1988 All-Ireland Under-21 Hurling Championship Final
- Event: 1988 All-Ireland Under-21 Hurling Championship
| Cork | Kilkenny |
| 4-11 | 1-5 |
- Date: 11 September 1988
- Venue: St. Brendan's Park, Birr
- Referee: John Moore (Waterford)

= 1988 All-Ireland Under-21 Hurling Championship final =

The 1988 All-Ireland Under-21 Hurling Championship final was a hurling match that was played at Walsh Park, Waterford on 11 September 1988 to determine the winners of the 1988 All-Ireland Under-21 Hurling Championship, the 25th season of the All-Ireland Under-21 Hurling Championship, a tournament organised by the Gaelic Athletic Association for the champion teams of the four provinces of Ireland. The final was contested by Cork of Munster and Kilkenny of Leinster, with Cork winning by 4-11 to 1-5.

The All-Ireland final between Cork and Kilkenny was the fifth championship meeting between the two teams. Cork were hoping to win their first title since 1982, while Kilkenny were hoping to claim their first title since 1984.

A John Fitzgibbon goal for Cork after just 16 seconds set the tone for what would be a complete rout. Mark Foley and Dan O'Connell added two more goals to give Cork a comfortable 3-7 to 0-2 half-time lead. O'Connell added his second and Cork's fourth goal ten minutes into the second half. John Feehan pegged one back for Kilkenny midway through the half, however, the cause was lost.

Cork's All-Ireland victory was their first in six years. The win gave them ninth All-Ireland title overall.

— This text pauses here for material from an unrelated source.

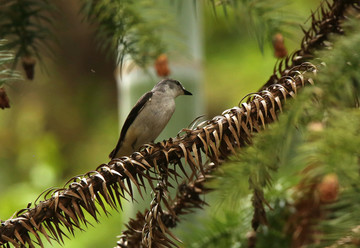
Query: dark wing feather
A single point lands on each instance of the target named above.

Kilkenny's All-Ireland defeat was their sixth ever. It was their third defeat by Cork in an All-Ireland final.

==Match==

===Details===

11 September 1988
Kilkenny 4-11 - 1-5 Cork
  Kilkenny : D O'Connell 2-1, M Foley 1-1, G Manley 0-4, J Fitzgibbon 1-0, F Horgan 0-3, J Corcoran 0-1, T Cooney 0-1.
   Cork: J Feehan 1-0, T O'Keeffe 0-2, P Hoban 0-1, T Murphy 0-1, L Egan 0-1.